Published: Wednesday, April 28, 2010

Protect Minimum Wage

Cutting the minimum wage is not the answer

A flawed assumption prevails within business, media and political circles that cutting the minimum wage would somehow assist economic recovery and improve competitiveness. For starters this approach will not help create employment. Much of the work undertaken by minimum wage earners is considered to be in low productivity sectors and it is not these jobs that has traditionally driven competitiveness or fuelled growth.

In addition minimum wage earners only account for about 5% of those employed. Because so few are on the minimum wage it is highly unlikely that reducing it would have any significant impact except for the workers and their families trying to survive on an income that places them in the category of the 'working poor'.

Another argument against cutting the minimum wage is that those on low incomes spend their money not like those with higher incomes who tend to save. We are being told daily that this economy needs spenders not savers.

More importantly, many people on minimum wages are doing socially valuable work such as caring; jobs that keep families and communities together. The market does not value or reward this work and reinforces why they need to be protected. After all the minimum wage was introduced in the first place in recognition of how vulnerable these workers are. This vulnerability has not disappeared but has been exacerbated in recent times.

Let's remember too that minimum wage workers have already seen a cut in their income. They have also been subjected to the 2% pension levy introduced in 2009. In reality a person working 40 hours a week earning €8.65 per hour can expect to earn approx €335 per week. This amounts to around €17,500 per year. I say 'her' because most minimum wage earners are after all women.
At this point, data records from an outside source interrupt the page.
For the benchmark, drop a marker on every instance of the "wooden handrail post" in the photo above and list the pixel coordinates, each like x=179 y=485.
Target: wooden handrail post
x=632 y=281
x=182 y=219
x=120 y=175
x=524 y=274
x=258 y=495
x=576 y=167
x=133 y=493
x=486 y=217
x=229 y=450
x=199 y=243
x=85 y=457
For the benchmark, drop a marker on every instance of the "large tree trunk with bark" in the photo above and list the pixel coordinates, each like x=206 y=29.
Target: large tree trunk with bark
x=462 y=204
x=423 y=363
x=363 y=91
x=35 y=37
In effect those who advocate for a cut to the minimum wage are also advocating towards pushing vulnerable people deeper into poverty. In a supposedly civilised, democratic society surely this is the opposite direction we should be going in? Logic would suggest that many of these people are more likely to end up on social welfare and in turn will cost the state more.

We are now a society of extremes with an unsustainable gap between the incomes of the very rich and the very poor. The disconnect between those who have or had too much and those who have too little is clearly evident in the increasingly polarised and divided society Ireland has become. Most ordinary people know that they did not spend their way through the boom or have excessive and extravagant lifestyles despite this being the mantra from certain quarters. Attempting to cut the wages of workers who are among those who benefited least during this period, has to be one of the most cynical and insulting proposals to surface in recent times.

It also begs the question why so much energy is given to this question of cutting the minimum wage but practically no political appetite evident for reigning in high pay. Surely it is at this level that most savings could be made. Given the gross levels of income inequality that has prevailed and the damage this has caused to society would it not be in our collective interest to restore some balance to the income continuum.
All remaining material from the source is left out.